Alice looked round her in great surprise. “We have been under this tree the whole time! Nothing changed!”
“Of course,” said the Queen.
“Well, in our country,” said Alice, “you would be somewhere else … if you ran very fast for a long time!”
“What a slow country!” said the Queen.
“Here we have to run in order to stay in the same place. If you want to get somewhere else, you must run faster!”
“I’m pleased to stay here … only I am so hot and thirsty!” said Alice.
The Queen took a little box out of her pocket. “Have a biscuit?”
Alice thought it would not be polite to say “No,” although it wasn’t at all what she wanted. She took and ate it, but it was very dry.
“While you’re refreshing yourself,” said the Queen, “I will measure the ground.” And she took a ribbon out of her pocket, and began measuring the ground.
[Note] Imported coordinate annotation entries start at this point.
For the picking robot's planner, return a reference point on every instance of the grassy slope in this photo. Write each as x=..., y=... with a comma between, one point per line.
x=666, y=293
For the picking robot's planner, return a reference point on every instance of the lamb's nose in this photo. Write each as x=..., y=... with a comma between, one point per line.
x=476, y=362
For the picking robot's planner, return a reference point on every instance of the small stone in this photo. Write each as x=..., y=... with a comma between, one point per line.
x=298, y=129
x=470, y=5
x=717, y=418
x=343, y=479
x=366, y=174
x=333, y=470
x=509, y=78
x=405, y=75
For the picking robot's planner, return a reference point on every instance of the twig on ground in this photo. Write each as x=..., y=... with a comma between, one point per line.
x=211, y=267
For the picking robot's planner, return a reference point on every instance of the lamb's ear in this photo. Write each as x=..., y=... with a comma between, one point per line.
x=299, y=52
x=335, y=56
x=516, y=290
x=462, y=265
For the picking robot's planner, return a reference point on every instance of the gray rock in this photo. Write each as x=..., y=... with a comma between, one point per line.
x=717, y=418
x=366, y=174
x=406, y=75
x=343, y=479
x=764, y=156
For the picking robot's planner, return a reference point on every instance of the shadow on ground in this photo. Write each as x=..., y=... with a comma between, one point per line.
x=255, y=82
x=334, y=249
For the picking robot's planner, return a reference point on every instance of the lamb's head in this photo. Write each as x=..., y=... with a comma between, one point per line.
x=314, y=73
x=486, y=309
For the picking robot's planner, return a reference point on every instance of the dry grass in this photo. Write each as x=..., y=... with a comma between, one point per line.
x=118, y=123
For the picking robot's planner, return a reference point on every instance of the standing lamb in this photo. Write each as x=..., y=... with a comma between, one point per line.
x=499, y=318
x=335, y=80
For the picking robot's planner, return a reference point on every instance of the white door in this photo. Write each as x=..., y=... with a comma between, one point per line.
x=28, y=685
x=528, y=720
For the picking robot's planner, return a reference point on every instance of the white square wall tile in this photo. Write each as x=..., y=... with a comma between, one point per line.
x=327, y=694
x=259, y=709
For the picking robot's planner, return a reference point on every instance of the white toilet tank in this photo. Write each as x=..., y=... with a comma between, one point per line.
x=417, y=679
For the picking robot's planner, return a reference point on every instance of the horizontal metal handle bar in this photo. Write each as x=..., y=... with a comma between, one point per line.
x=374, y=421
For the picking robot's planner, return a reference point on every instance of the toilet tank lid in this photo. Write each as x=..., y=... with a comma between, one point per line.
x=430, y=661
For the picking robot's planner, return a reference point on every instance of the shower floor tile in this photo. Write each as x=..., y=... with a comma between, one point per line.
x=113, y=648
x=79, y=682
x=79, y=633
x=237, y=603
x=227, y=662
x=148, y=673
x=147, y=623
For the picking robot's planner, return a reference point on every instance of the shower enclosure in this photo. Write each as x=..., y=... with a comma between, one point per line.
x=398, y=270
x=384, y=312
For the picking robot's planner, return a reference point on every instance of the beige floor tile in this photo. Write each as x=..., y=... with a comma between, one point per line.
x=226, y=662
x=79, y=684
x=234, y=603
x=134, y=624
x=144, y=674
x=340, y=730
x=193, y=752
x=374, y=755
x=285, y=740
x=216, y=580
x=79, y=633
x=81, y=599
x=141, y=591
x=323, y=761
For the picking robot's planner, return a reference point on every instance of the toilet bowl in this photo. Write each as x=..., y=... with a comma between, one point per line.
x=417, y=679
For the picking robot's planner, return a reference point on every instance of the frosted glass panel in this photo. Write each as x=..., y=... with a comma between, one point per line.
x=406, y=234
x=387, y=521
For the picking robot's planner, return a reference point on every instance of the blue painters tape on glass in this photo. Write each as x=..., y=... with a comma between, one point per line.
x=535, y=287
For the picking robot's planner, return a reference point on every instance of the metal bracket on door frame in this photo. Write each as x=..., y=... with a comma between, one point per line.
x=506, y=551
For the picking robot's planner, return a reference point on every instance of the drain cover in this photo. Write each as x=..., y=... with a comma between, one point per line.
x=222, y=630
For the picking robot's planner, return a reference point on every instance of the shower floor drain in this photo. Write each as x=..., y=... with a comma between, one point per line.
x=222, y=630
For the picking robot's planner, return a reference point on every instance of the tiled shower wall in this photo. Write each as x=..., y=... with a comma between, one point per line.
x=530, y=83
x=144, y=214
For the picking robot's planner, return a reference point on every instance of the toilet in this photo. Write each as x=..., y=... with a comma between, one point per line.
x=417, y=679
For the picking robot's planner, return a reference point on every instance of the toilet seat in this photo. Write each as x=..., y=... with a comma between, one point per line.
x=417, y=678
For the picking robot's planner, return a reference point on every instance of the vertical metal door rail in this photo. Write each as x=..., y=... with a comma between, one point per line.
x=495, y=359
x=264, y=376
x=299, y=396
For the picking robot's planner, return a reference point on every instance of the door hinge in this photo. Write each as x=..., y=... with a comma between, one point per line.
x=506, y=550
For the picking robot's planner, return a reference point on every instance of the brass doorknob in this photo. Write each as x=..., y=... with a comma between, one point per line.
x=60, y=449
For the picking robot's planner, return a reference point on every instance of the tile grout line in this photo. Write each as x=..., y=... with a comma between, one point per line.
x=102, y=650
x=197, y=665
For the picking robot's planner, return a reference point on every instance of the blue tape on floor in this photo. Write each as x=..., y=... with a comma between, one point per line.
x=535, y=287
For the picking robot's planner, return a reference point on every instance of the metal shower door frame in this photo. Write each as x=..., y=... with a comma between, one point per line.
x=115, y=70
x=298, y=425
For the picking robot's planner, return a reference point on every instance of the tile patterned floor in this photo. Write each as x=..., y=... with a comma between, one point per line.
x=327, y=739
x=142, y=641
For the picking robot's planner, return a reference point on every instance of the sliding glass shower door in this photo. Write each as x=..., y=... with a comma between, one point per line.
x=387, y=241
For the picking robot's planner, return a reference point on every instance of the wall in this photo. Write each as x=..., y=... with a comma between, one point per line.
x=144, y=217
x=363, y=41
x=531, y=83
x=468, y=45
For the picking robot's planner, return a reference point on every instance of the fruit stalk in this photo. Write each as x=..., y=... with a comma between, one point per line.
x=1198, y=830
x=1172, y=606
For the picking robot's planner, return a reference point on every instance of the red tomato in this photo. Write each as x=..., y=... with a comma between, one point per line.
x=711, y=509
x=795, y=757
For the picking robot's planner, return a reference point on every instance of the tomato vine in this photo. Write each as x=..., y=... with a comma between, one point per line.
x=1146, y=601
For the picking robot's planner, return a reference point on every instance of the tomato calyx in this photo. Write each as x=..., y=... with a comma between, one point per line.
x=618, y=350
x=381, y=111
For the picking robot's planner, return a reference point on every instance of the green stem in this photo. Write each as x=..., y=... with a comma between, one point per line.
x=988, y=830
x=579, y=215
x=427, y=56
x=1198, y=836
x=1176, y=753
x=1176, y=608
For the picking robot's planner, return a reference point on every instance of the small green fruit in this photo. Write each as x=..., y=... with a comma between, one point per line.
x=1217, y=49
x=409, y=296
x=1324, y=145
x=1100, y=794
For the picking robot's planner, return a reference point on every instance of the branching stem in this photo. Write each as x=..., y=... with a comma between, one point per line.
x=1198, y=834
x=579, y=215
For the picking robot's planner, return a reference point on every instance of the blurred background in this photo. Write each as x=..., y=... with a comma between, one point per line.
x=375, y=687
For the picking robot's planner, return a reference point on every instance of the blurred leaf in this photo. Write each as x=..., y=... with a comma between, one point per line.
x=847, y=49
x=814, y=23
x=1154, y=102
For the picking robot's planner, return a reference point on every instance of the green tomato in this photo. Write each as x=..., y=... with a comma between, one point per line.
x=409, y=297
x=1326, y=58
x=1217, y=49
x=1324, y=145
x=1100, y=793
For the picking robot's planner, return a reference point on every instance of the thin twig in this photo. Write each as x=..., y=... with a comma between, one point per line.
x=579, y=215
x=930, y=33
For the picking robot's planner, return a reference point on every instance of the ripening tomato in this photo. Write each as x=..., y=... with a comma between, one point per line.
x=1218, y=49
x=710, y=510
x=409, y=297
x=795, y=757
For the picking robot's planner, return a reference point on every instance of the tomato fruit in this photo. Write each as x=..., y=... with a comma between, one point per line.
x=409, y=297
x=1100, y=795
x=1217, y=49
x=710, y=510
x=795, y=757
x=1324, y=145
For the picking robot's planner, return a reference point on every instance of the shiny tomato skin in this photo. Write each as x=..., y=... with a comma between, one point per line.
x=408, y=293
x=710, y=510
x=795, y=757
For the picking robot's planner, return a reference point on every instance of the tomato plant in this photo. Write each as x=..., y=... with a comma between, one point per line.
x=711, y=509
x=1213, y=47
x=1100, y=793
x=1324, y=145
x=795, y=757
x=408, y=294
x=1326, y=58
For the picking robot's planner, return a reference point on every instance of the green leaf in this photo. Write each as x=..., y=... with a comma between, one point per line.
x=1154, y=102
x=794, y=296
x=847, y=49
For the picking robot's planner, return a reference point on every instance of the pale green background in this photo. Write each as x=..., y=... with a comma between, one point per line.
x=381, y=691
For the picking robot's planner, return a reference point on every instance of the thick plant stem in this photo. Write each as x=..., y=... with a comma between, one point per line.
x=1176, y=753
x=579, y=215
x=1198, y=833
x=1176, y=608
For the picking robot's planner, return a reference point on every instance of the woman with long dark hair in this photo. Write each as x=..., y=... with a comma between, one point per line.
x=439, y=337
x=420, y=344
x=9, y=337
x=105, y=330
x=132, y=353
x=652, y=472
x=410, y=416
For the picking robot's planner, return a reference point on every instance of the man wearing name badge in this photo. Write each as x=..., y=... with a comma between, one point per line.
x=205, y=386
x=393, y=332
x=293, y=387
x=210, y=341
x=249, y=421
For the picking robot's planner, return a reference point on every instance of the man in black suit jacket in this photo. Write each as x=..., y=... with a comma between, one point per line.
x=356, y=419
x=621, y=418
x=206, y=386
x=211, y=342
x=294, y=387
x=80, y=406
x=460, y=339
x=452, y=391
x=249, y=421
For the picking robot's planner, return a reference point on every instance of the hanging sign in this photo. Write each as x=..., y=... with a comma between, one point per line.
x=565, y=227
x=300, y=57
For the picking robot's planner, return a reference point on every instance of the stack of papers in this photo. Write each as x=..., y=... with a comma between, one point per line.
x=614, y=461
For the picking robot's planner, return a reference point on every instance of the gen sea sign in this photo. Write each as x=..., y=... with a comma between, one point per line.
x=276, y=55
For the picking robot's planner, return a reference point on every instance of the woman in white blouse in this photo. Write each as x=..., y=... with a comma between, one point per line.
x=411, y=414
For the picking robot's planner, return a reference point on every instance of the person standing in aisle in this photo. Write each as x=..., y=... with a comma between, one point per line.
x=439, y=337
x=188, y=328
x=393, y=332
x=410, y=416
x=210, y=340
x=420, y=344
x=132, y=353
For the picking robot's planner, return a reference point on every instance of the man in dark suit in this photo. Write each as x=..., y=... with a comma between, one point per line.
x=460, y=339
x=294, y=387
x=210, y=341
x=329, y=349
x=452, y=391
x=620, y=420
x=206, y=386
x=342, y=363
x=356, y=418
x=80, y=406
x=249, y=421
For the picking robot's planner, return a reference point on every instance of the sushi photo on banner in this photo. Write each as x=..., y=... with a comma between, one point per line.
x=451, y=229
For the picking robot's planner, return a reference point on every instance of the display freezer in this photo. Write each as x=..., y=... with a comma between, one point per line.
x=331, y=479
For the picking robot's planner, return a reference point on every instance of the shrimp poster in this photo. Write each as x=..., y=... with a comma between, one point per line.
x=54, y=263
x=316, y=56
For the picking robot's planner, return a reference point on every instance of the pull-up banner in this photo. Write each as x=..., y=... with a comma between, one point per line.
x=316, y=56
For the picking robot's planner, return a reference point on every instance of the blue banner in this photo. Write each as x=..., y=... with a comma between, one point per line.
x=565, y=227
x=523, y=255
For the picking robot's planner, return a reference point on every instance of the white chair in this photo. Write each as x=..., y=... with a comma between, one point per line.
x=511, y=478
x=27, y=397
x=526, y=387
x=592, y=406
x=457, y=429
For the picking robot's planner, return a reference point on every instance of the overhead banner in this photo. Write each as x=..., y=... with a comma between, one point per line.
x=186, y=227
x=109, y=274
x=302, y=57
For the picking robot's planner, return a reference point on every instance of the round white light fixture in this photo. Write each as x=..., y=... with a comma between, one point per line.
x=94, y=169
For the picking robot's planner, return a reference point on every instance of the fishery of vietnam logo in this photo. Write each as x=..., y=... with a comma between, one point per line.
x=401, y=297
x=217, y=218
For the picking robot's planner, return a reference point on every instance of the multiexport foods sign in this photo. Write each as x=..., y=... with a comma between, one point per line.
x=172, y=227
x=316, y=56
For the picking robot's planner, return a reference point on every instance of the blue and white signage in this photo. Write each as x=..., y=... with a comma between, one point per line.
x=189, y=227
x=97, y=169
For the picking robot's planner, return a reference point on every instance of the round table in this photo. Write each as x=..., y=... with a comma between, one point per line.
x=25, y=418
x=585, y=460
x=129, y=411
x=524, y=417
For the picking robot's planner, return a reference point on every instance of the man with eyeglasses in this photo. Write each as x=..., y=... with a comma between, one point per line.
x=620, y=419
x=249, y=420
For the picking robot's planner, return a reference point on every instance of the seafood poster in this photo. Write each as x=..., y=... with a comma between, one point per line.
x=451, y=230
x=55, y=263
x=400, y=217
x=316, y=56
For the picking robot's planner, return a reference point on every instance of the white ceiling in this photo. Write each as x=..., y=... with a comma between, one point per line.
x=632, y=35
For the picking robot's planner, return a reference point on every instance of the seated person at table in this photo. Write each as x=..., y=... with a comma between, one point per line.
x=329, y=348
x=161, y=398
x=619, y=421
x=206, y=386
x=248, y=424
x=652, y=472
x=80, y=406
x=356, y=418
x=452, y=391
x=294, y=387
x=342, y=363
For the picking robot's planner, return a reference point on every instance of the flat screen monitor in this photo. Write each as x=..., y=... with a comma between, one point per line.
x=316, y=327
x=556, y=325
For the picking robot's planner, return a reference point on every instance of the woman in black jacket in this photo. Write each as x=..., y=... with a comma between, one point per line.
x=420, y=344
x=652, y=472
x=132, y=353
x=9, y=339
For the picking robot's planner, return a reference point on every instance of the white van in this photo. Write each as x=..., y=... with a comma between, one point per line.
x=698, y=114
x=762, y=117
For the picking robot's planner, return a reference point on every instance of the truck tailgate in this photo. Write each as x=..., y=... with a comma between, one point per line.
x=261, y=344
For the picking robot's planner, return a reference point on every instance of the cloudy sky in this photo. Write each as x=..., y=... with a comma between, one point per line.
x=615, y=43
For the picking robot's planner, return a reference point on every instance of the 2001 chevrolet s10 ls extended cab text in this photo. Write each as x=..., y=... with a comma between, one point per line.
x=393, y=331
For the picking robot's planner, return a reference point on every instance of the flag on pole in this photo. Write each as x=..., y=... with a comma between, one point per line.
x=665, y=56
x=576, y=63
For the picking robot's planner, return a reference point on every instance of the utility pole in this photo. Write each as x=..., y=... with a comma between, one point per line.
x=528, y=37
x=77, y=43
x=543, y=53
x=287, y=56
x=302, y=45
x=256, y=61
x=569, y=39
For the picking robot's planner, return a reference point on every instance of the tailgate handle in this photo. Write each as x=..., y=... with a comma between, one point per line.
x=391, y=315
“Now I will give you your directions … have another biscuit?”
“No, thank you,” said Alice, “one is enough!”
“You are not thirsty any more, I hope?” said the Queen.
Alice did not know what to say, but the Queen did not wait for an answer and went on. “You know that a pawn goes two squares in its first move. So you will go very quickly through the Third Square … by train, I think. Well, the Fourth Square belongs to Tweedledum and Tweedledee. The Fifth one is mostly watered. The Sixth Square belongs to Humpty Dumpty. The Seventh Square is a forest … however, one of the Knights will show you the way … and in the Eighth Square we will be Queens together, and have a lot of fun!” Alice got up and curtseyed, and sat down again.
“Speak French when you don’t know what to say, turn out your toes as you walk, and remember who you are!” The Red Queen turned for a moment to say “goodbye,” and then disappeared.
Maybe she vanished into the air, or maybe she ran quickly into the forest, Alice couldn’t understand, but she had gone. And Alice began to remember that she was a Pawn, and soon she would make a move.